Women’s stroke symptoms may differ from men’s
Women may be more likely than men to suffer certain “non-traditional” symptoms of stroke, a new study suggests.
Strokes occur when blood flow to the brain is disrupted, usually by a clot blocking an artery. Among the main warning signs are sudden numbness or weakness in the face, arm or leg, especially on one side of the body; trouble speaking or seeing in one or both eyes; and sudden dizziness or coordination and balance problems.
The new study included 461 stroke patients with about an equal number of men and women. The majority of women had at least one of these traditional symptoms. However, more than half also had one or more non-traditional symptom - most often a sudden change in mental status, such as disorientation or confusion.
Compared with men, women were 42 percent more likely to suffer a non-traditional symptom.

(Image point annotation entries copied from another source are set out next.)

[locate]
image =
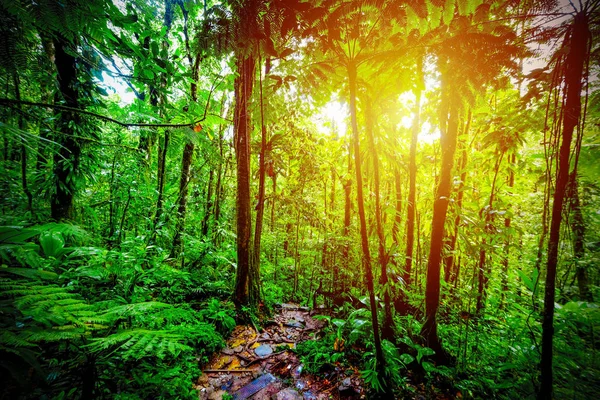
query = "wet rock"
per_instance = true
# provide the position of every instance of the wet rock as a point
(287, 394)
(292, 323)
(263, 350)
(346, 385)
(256, 385)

The findings, published in the American Heart Association journal Stroke, echo those of studies that have found sex differences in heart attack symptoms. During a heart attack, women are more likely than their male counterparts to have shortness of breath, nausea and vomiting, and pain in the back or jaw, for example.
The full significance of the sex differences in stroke symptoms is not yet clear, however, according to Dr. Lynda D. Lisabeth and her colleagues at the University of Michigan Medical School in Ann Arbor.
Past studies have found that women are less likely than men to receive a stroke therapy called tissue plasminogen activator, or tPA. The drug dissolves clots and restores blood flow to the brain, but it must be given within a few hours of stroke onset. If less-typical symptoms are causing delayed diagnosis in some women, that might help explain the tPA gap, according to Lisabeth’s team.
However, they say, more studies are needed to show whether that is, in fact, the case.
It is also unclear whether women should be told to be on the lookout for non-traditional stroke symptoms - which, besides confusion and disorientation, include pain in the face or one side of the body; lightheadedness; possible neurological symptoms such as nausea and general body weakness; and non-neurological symptoms such as chest pain and shortness of breath.
Adding those symptoms to the list of traditional stroke symptoms may confuse people and make stroke recognition overly complex, Lisabeth and her colleagues write.
In addition, women rarely suffered a non-traditional symptom in isolation - with 3 percent to 4 percent reporting only atypical symptoms.
That, the researchers write, suggests that most female stroke sufferers will have at least one of the traditional warning signs.